I'm so sorry Allanira....we've all been down to the pit of despair at times, and it really is a bleak and awful place to be. Remember that although you feel very alone right now, there are many of us here who know that place, and we do understand. You aren't alone.
Any doctor, nurse, colleague, friend, stranger, anybody who calls you something unfair, just ignore every spiteful word of it, because one day they will find out what it feels like to struggle, and they will hate it, all the more so because they were so scornful of people they knew so little about. Anyone who can say those things does not know you, what your life is, what you are going through. So their opinion has no merit whatsoever. It doesn't matter what they think of you, because they know nothing. Of course it hurts, but you know the truth. You know you are not those things.
Just hang on. It's all you can do. Remember that your children don't just vakue you for
what you can do, they value
who you are. They value the time that they spend with you, not how many things you did. They will remember the smiles and talks and hugs and laughter, no matter where you were at the time.
Remember also that your children, who make you proud with their accomplishments, are there because of you. Not just because you gave them life, but because you have been the guiding force for them. You might not be able to do the things you want, but the fact that your children can do things is because of you. Second-hand enjoyment of life is not fair, but it's better than just being trapped there with no experience of the life outside at all. Your children and family bring you that life through their stories and experiences. It hurts, and of course you grieve for the person you were, and your lost dreams, but you have them coming back there, you aren't alone.

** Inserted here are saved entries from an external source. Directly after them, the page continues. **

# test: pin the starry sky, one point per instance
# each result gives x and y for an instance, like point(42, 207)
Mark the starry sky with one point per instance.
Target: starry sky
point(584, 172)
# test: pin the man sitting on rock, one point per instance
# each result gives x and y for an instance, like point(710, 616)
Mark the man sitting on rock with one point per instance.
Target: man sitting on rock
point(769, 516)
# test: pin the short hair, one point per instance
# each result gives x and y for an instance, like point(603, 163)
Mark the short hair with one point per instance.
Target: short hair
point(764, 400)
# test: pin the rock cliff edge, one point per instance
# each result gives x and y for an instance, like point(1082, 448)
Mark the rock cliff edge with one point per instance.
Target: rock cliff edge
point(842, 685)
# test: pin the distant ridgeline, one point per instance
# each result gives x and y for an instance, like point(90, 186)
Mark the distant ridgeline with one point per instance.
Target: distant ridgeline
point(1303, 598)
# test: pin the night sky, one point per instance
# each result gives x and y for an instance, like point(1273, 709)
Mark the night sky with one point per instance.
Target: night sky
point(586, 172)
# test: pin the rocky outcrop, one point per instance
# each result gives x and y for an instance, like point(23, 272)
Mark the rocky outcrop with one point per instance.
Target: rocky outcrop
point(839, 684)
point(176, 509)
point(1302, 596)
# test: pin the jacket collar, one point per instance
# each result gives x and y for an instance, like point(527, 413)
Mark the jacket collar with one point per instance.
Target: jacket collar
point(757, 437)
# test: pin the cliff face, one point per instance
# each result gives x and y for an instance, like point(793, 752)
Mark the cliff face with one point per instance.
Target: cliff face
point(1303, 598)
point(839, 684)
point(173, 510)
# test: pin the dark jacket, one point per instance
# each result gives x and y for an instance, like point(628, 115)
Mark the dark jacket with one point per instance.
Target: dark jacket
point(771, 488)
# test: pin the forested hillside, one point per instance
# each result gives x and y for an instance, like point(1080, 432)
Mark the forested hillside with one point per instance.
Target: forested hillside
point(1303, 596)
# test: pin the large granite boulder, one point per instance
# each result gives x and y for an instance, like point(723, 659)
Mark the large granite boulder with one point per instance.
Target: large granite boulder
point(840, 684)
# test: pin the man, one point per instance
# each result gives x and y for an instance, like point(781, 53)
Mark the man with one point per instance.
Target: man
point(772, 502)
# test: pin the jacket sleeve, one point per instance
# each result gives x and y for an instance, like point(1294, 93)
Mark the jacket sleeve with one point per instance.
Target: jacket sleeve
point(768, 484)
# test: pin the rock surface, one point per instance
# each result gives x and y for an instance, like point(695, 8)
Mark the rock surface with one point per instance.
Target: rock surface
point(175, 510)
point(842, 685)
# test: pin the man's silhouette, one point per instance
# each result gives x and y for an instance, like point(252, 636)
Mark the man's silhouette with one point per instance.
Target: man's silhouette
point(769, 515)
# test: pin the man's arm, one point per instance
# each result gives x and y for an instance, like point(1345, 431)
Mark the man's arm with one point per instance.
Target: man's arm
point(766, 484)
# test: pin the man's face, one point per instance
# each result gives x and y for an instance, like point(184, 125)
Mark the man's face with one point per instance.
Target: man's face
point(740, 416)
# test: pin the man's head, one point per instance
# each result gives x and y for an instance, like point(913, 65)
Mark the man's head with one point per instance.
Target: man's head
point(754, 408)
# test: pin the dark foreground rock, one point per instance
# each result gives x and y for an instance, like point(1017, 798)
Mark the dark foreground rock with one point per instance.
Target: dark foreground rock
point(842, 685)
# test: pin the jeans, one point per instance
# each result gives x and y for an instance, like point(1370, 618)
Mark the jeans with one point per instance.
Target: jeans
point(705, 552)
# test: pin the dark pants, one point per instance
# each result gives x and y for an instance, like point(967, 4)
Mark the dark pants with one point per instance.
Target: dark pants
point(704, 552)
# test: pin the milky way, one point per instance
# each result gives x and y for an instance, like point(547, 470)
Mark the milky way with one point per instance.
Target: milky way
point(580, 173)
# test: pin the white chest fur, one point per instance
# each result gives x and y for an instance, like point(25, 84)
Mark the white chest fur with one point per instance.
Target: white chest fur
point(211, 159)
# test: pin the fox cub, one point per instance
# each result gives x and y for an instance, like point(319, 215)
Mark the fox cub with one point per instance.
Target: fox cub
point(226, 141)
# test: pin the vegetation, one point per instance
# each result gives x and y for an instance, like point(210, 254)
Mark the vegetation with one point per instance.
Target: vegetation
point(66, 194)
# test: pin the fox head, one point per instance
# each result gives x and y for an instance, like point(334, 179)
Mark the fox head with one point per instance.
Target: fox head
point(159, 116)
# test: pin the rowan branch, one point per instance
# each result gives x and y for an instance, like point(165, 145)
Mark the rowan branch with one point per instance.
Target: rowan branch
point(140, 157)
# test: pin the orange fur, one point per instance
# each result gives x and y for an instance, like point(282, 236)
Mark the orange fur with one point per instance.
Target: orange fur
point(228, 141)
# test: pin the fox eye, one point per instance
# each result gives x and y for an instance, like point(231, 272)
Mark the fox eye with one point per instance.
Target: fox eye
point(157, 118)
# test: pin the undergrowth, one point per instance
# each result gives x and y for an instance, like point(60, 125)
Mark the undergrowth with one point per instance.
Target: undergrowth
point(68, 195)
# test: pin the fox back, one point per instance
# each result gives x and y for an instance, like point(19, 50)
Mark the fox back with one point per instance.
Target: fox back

I'm sorry if that sounded preachy, I know I can do that sometimes

. I've just been out in public for the first time in goodness knows how many months. Just into our town to an exhibition thing. I only lasted half an hour, and I was so nervous at being out, getting knocked or my back giving out on me... I'm glad I went, but oh boy do I hurt now. Sigh. The price we pay for something so tiny to anyone else....it's bizarre really, how completely your life as you knew it can disappear. I am not the person I was. I am more cautious, nervous, scared. I second-guess everything, and every situation. I have to know in advance where everything is, how far is it, how long might it take me. I don't dawdle, if there's something I want to see I just want to get there and see it, so that I can turn and go back to safety. To the prison. But at leat I am on day-release sometimes now. I value every moment of my time outside, because not very long ago I was just in here for months. I know I'm lucky.
While I was out I saw a very old lady in a wheelchair being pushed along. She had lost a leg and was a small cramped figure in the chair. She had the look of someone who knows pain too well. I thought, well if she can do it, good luck to her. I caught her eye as she passed and smiled. I hope I get to be older only if I can still get out sometimes and see the world.